Basic alcohol; trash; couscous

Was disturbed when shopping at MK’s nice new mega-Sainsburys the other week to note that the ‘Sainsbury's Basics’ range now includes wine. Although I never buy food or drink from this range, I had been dimly aware that the range did include some alcohol, but had assumed this was confined to plastic bottles of cider, meths etc. However, no – Sainsbury's Basics ‘White Table Wine’ is on offer, and damn good value, no doubt. Presumably the next step (Sainsbury's Even More Basic?) will be bottles simply labelled ‘Wine’, containing liquid of indeterminate colour.

Impressed at myself for having been for three early-morning bike rides this past week, inspired by Ray’s recently having taken up cycling in some sort of exercise pact made with his friend Dave. I gather the goal is to take part in a 100-mile cycle ride some time next year. Being a bloke, he has acquired various pieces of kit and gadgetry already, including, apparently, a pair of padded cycling shorts, which I hope never to see. I have also only recently learned the acronym MAMIL (Middle Aged Man In Lycra).

Spent the first weekend in August at my parents’ house, where we gamely attempted to have a barbecue on the Saturday evening, and Hannah even determinedly lay on some damp grass in an attempt to bring on summer. The rain did at least hold off, though set in again in force the following day leading to an irritable (on my part) drive back to Reading.

Spent Saturday evening at Ali's 60th birthday party, though a number of us had failed to realise in advance that it was actually her 60th. Ali had requested that I take along a bowl of the giant couscous and harissa dish I made the last time I hosted Book Group, which I obligingly did, though not 100% sure how it went down with the bulk of the guests. Met some nice new people.

Currently slumming it, in terms of reading matter, with another Sandra Brown novel, Exclusive. Have read four or so of Brown’s previous novels, also during phases of slumming it, though I forget now how I came across them originally. This one proves to be written to a similar formula to the others, containing plenty of melodrama, sex and lots of interactions between chiselled loner hero and the heroine, who in Brown’s novels is generally an outwardly spunky career woman but inwardly vulnerable and a bit messed up, and let’s face it, really in need of a bloke. It’s proving pretty enjoyable so far, though I wait to discover whether the President of the US really did murder the bastard newborn son of his unfaithful manic depressive wife, which would lend support to Senator Cletus Armbruster’s theory that the President also, eighteen years previously, disposed of the newborn babe of a piece of trailer trash who went berserk when he refused to marry her.

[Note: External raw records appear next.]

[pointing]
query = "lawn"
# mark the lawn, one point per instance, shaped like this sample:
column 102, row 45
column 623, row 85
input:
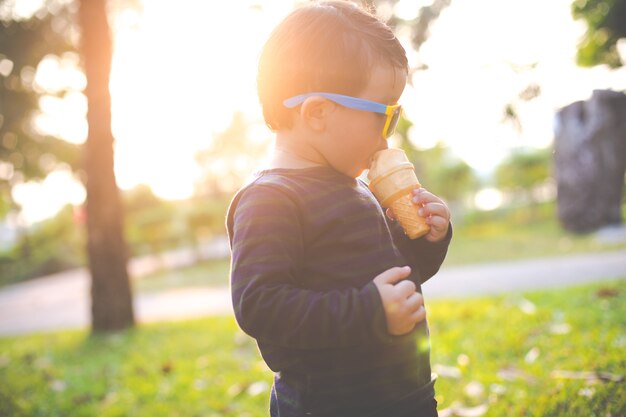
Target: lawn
column 479, row 237
column 557, row 353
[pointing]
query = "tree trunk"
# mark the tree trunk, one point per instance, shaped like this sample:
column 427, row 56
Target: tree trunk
column 590, row 160
column 111, row 296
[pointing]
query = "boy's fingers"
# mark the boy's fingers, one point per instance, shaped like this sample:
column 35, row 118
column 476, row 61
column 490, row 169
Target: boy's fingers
column 406, row 288
column 419, row 315
column 393, row 275
column 438, row 222
column 415, row 301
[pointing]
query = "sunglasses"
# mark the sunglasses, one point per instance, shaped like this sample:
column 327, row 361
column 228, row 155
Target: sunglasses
column 392, row 112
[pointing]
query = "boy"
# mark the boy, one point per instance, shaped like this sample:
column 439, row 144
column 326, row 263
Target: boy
column 328, row 285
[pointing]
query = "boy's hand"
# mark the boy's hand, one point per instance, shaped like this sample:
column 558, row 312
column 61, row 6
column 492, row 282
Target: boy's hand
column 434, row 210
column 404, row 307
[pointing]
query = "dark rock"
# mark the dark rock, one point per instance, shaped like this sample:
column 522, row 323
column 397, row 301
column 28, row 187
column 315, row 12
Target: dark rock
column 590, row 160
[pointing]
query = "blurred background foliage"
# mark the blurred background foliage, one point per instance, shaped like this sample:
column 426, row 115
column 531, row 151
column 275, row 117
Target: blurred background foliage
column 154, row 225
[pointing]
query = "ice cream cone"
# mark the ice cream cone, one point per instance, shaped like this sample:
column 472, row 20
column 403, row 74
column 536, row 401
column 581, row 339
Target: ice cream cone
column 392, row 178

Vaguely amused at a tendency of Brown’s to stress that her leading characters are only attracted to members of the opposite sex. Of Barrie Travis, the heroine of Exclusive, Brown writes “Nor had she taken the other path. Her sexual appetite was whetted only by men.” It’s inoffensive enough on the surface, but I have the distinct feeling this is not the first of her books I’ve read something similar in. Oddly enough, I’m pretty sure that Stieg Larsson, the author of the Millennium Trilogy, whom one would imagine would be an open-minded, liberal kinda guy, also takes pains to assure his readers that Mikael Blomkvist is 100% hetero, though I don’t have a copy of the trilogy to hand in order to try and find the quote. I'm sure it's there somewhere though.